Fort heureusement, Las Camp est une île putride visuellement, olfactivement, mais aussi psychologiquement. Les coups d’éclats de toutes sortes y étaient monnaie courante. Je vous laisse les nommer : Mutinerie d’une petite garnison envers un capitaine qui s’est endetté envers ses subordonnés, règlements de comptes en pleine rue entre membres d’organisations différentes, rapt d’enfants et de femmes pour revente sur d’autres îles et j’en passe. Dans tout ce raffut, il était impossible de détecter des actions néfastes répétées par un seul individu. Mes actions n’étaient que des nuisances parmi tant d’autres, ainsi, un marin disparu par-ci ou une explosion d’un petit quartier général de malfrat par-là ne permettaient pas de corréler ses dernières entre elles.

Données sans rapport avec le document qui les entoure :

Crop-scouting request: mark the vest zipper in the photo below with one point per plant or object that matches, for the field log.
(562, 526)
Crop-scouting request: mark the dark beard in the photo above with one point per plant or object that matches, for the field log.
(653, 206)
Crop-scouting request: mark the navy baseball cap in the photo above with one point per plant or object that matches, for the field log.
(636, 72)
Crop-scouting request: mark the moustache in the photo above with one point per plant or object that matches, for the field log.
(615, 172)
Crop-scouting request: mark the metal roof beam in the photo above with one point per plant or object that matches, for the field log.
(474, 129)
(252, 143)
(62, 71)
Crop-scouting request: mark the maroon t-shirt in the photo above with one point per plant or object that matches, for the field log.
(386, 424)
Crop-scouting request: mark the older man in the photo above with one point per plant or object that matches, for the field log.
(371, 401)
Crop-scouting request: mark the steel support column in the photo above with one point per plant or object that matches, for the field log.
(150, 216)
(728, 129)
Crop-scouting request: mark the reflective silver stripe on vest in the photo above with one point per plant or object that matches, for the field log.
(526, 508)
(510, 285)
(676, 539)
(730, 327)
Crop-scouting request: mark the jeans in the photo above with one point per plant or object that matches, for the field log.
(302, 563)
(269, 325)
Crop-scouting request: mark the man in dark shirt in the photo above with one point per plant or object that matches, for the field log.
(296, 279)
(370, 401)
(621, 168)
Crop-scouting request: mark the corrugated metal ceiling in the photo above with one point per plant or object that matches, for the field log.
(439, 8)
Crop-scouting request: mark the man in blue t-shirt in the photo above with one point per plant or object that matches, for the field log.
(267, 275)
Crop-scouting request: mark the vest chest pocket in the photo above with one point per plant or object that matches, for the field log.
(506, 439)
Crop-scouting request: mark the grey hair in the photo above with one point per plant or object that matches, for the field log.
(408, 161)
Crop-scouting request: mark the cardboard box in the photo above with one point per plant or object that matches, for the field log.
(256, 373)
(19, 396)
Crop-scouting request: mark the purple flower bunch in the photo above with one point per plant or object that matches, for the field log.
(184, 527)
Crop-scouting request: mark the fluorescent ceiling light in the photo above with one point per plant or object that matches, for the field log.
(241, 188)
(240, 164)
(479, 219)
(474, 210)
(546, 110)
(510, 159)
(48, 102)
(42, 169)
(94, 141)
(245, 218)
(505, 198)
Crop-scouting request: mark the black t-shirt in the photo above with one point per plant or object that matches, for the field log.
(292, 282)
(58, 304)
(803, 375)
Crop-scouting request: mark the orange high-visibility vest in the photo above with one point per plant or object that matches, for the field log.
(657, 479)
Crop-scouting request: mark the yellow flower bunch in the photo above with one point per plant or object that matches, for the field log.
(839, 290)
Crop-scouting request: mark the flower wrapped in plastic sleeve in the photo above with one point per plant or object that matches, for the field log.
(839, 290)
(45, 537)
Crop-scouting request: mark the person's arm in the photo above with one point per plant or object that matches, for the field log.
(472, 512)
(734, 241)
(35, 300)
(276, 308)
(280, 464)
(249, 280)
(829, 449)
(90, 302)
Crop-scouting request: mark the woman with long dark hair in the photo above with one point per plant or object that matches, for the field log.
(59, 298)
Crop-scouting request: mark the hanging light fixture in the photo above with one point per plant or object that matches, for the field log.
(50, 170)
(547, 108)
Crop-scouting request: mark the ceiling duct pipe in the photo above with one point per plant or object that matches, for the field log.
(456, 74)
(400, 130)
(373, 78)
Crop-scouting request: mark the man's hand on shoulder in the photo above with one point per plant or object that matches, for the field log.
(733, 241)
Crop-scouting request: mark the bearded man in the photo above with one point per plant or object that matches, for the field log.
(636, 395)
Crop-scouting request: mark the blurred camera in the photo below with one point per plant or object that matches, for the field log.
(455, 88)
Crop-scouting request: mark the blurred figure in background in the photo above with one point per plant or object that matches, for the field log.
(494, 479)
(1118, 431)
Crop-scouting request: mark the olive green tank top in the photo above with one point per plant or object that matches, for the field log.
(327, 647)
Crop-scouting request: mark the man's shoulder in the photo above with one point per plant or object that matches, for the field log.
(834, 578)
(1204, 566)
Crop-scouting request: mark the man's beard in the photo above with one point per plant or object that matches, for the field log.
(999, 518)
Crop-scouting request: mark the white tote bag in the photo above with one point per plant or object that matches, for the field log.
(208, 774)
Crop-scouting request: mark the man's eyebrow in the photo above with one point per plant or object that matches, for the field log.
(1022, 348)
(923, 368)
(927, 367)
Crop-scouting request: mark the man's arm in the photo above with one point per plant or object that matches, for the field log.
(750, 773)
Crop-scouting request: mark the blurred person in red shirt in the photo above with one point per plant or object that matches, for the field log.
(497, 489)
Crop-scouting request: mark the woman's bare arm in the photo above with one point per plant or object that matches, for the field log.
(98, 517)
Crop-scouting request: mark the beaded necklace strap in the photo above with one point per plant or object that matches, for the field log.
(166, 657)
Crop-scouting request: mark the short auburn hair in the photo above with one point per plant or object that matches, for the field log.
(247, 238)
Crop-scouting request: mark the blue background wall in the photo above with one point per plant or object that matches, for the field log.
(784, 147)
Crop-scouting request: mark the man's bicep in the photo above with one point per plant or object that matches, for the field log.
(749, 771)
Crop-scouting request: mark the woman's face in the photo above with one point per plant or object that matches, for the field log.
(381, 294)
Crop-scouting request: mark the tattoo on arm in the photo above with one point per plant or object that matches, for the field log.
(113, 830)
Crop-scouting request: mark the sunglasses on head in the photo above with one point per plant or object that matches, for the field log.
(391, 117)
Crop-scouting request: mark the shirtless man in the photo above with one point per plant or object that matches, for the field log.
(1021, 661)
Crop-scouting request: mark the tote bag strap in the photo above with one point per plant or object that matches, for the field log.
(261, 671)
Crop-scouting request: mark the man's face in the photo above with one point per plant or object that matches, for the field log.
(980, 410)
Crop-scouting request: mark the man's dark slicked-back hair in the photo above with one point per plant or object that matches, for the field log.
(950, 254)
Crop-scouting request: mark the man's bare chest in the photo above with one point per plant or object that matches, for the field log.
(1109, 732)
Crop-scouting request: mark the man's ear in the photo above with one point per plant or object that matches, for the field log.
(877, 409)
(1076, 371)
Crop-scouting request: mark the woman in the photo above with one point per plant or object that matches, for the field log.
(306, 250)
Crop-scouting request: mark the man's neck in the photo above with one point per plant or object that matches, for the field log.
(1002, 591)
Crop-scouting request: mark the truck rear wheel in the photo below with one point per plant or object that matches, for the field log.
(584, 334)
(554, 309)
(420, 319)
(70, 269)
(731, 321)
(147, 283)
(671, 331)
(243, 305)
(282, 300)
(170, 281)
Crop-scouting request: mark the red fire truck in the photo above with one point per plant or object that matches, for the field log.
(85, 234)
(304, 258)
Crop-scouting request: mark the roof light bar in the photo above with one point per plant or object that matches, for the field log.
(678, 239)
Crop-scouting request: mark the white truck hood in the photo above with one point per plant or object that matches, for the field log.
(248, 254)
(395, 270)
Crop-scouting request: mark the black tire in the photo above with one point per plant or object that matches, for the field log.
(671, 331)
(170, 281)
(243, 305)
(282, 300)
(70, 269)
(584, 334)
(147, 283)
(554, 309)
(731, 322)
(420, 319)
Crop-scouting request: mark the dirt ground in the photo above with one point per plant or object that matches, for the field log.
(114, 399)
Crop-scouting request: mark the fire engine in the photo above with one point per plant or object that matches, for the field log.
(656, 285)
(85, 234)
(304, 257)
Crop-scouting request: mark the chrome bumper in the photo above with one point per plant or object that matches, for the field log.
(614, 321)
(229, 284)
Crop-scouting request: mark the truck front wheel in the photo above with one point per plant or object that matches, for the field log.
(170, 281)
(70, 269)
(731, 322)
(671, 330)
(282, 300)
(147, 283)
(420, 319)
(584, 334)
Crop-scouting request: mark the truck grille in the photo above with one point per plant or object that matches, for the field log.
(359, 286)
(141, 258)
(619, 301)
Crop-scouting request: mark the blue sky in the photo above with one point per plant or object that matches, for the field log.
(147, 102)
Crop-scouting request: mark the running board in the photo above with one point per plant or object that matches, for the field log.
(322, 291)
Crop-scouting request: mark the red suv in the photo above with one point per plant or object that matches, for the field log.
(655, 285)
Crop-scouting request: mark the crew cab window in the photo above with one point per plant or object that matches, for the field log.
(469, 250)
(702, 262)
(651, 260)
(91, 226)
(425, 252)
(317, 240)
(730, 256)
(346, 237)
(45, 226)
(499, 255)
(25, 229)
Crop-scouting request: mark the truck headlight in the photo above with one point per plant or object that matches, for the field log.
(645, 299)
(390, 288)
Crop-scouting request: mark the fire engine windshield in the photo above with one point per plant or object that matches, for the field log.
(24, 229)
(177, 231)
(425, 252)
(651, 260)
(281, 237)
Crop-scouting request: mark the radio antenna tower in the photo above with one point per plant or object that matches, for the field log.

La question était pour moi de savoir quel était l’intérêt de continuer mes actions si finalement je ne pouvais faire de revendication étant donné que je n’étais pas recherché ? La réflexion était complexe. Je me demandais si Las Camp était de toute façon peine perdue dans ce monde et qu’elle était finalement condamnée pour l’éternité à ce statut quo et que donc, pour mener à bien mon action et faire entendre ma voix, je me devais peut-être de quitter l’île. C’est une réflexion qui me prenait à cœur même jusqu’au jour de ma rencontre avec le Sundance.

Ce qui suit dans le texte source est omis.